Consider to Groups $G$ and $H$ such that:
The only two endo-hom omorphisms (homomorphisms from a group to itself) that are idempotent (any function $f$ such that $f(f(x))=f(x)$ for all x) are the maps that send each group element to itself, and the map that sends each element to the identity.
For any other group $F$ (except the trivial group), there is a map from the group to $F$, such that not all the elements are mapped to $F$'s identity element.
Then $G$ and $H$ are isomorphic. Is this true?
On thing to notice is that $\mathbb{Z}$ satisfies this.
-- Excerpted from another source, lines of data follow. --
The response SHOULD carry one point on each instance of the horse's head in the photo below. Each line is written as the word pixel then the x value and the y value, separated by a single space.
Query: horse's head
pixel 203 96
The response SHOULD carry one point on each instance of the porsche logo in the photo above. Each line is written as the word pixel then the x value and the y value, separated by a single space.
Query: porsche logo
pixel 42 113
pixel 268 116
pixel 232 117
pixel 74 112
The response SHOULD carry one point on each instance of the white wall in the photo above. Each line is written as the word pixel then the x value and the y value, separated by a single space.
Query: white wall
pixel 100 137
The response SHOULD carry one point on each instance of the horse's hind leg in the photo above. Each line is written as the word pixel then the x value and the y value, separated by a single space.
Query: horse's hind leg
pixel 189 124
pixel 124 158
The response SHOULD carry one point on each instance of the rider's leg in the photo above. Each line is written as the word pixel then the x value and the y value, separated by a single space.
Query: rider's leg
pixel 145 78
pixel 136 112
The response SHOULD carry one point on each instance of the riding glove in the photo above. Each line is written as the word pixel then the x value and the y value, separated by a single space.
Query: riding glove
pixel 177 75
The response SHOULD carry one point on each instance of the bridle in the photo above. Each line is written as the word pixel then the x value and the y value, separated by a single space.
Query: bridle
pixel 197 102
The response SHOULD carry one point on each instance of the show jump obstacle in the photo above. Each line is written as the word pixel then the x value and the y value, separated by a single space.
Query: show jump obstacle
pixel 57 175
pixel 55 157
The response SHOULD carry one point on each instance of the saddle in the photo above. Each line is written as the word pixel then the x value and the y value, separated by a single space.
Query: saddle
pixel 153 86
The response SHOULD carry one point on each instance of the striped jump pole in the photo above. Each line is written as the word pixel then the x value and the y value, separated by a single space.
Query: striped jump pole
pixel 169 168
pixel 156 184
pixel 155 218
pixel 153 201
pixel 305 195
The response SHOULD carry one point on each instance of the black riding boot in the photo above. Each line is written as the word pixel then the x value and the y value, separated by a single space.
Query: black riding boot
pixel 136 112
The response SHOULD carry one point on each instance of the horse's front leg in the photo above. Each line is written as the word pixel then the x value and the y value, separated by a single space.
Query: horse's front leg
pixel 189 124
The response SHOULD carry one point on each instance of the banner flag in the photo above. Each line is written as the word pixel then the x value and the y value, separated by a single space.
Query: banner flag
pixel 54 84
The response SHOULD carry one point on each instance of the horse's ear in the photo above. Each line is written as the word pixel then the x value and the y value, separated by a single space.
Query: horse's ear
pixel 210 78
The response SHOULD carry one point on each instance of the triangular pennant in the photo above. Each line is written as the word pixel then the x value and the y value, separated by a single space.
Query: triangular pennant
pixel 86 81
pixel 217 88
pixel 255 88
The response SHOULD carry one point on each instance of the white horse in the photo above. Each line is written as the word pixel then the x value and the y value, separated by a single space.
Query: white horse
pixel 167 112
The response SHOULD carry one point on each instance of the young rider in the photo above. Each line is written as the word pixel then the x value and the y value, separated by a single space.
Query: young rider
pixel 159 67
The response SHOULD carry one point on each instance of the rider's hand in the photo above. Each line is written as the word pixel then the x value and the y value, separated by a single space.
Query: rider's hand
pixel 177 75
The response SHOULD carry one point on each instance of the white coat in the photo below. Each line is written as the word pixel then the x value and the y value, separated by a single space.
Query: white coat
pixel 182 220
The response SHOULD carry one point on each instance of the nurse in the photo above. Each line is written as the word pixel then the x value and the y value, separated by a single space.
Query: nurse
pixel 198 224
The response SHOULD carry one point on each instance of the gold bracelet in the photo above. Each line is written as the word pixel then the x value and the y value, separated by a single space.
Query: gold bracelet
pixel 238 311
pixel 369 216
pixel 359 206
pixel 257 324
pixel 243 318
Namely, if $F$ is a non trivial group, then it has a nonidentity element, a there is a map $f$ such that $f(1)=z$ for some nonidentity $z$ of $F$. Also note that the only endomorphisms on $\mathbb{Z}$ are multiplication by integers, and the only two integers such that $n^2=n$ are $0$ (which would create the map sending each element to the identity) and $1$ (which would create the element sending each element to itself.) Therefore the question above could be phrased by saying whether $G$ and $H$ must be isomorphic to $\mathbb{Z}$.
The motivation for this question is to see whether $\mathbb{Z}$ can be uniquely identified (up to isomorphism) based only on its homomorphisms.